William George Shuster, Senior Editor -- JCK-Jewelers Circular Keystone, 10/13/2008 10:25:00 AM

Chow Tai Fook, the giant Hong Kong jewelry retail group, has confirmed it will take over hundreds of watch stores and two manufacturing facilities of bankrupt international Hong Kong watch maker and retailer Peace Mark (Holding) Ltd.


Chow Tai Fook, privately owned by Hong Kong business tycoon Cheng Yu-tung (pictured), will acquire, run and develop Peace Mark's watch retail network (about 120 multi-brand and specialty image stores and over 1,000 mid-price watch retail stores) in mainland China, Hong Kong, Macau, and Taiwan. It will also get two watch movement factories in mainland China, and assume some of Peace Mark's debt.

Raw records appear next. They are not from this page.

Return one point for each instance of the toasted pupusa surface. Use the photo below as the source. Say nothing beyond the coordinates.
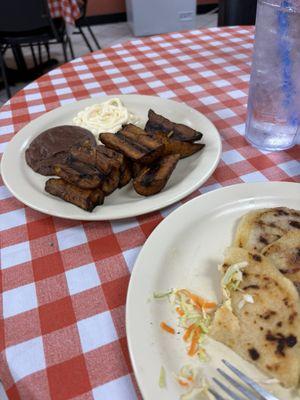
(266, 332)
(285, 255)
(260, 228)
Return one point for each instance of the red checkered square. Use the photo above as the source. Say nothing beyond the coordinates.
(111, 268)
(62, 345)
(115, 292)
(89, 302)
(104, 247)
(112, 357)
(50, 265)
(22, 327)
(51, 289)
(61, 312)
(68, 379)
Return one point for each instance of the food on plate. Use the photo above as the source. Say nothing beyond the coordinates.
(180, 132)
(52, 147)
(284, 253)
(89, 172)
(92, 156)
(108, 116)
(87, 199)
(140, 148)
(260, 316)
(82, 175)
(259, 228)
(152, 179)
(172, 146)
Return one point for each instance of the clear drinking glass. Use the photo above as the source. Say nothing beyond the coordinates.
(273, 115)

At press time, it was unclear how the deal affects the Swiss-made Milus luxury watch brand, owned by Peace Mark, or Peace Mark’s agreement with Tourneau, Americas biggest watch retailer, to build a chain of fine watch stores in China. (Tourneau and Milus officials, when contacted by JCK, had no comment.) Peace Mark—which has offices and markets in the United States, Europe, and other Asian countries—also had exclusive rights to operate De Beers retail stores in China and develop that market for the French high-end jewelry brand Boucheron.

Acquisition of Peace Mark’s stores is a “unique opportunity” for Chow Tai Fook to significantly expand its retail network in China, already in scores of cities there, said Dr. Henry Cheng Kar-Shun, director of Chow Tai Fook.

“With Chow Tai Fook’s operational experience in the Greater China region and resources,” he noted. “We strongly believe the network of Chow Tai Fook throughout China after the acquisition will establish a predominant footprint in the jewelry and watch retailing business unparalleled in the market.”

Chow Tai Fook didn’t disclose the acquisition price, but reports in the Hong Kong press say the deal will be finalized by the end of October at a cost of over $90 million ($HK700 million) to Chow Tai Fook.

The Oct. 3 agreement was approved by the Hong Kong high court Oct. 6 and formally announced by Chow Tai Fook Oct. 9.

Two weeks ago Peace Mark sold its Swiss watchmaking facilities (STM Holding, which makes about 300,000 mechanical movements and 100 million quartz ones annually, and has high-end clients) to the Festina group, the upscale Spanish watch company, whose several brands include Festina, Jaguar and Perrelet.

Peace Mark is an international Hong Kong-based watch maker, distributor, and retailer, has 10,000 employees in China and abroad, and annual earnings of about $900 million. Its own watch brands have included Milus and Sergio Valente, while among its many licensed timepieces are Bill Blass, Fiorucci, Montana, Pierre Cardin, and Technos. It also distributes other brands—including Faconnable, Givenchy, Marie Claire, Nina Ricci and Technomarine—in China. (Reportedly, two thirds of Swiss watches in China were distributed by Peace Mark.)

In late 2007, Peace Mark bought STM (a movement-making competitor to ETA, Seiko and Citizen), and then Sincere Watch, a chain of 150 fine watch stores in southeast Asia. Early this year, it secured a $500 million bridge loan from international banks to finance that purchase and existing loans.

This summer its stock price on the Hong Kong Exchange began falling on rumors about its financial situation and whether it had overextended itself. In August, the company suspended trading and an English private equity firm withdrew a buyout offer.

In early September, Peace Mark announced it couldn’t meet sudden demands by some banks to repay $156 million. Lenders cancelled the bridge loan, making it difficult for Peace Mark to repay existing loans and prompting demands from other creditors. On Sept. 11, two “provisional liquidators” (similar to bankruptcy administrators) from Ferrier Hodgson, specialists in corporate recovery and insolvency, with agreement by Peace Mark and major creditors took over and began what they called “an urgent assessment of [Peace Mark’s] financial position and operations” in consultation with management, creditors and other stakeholders.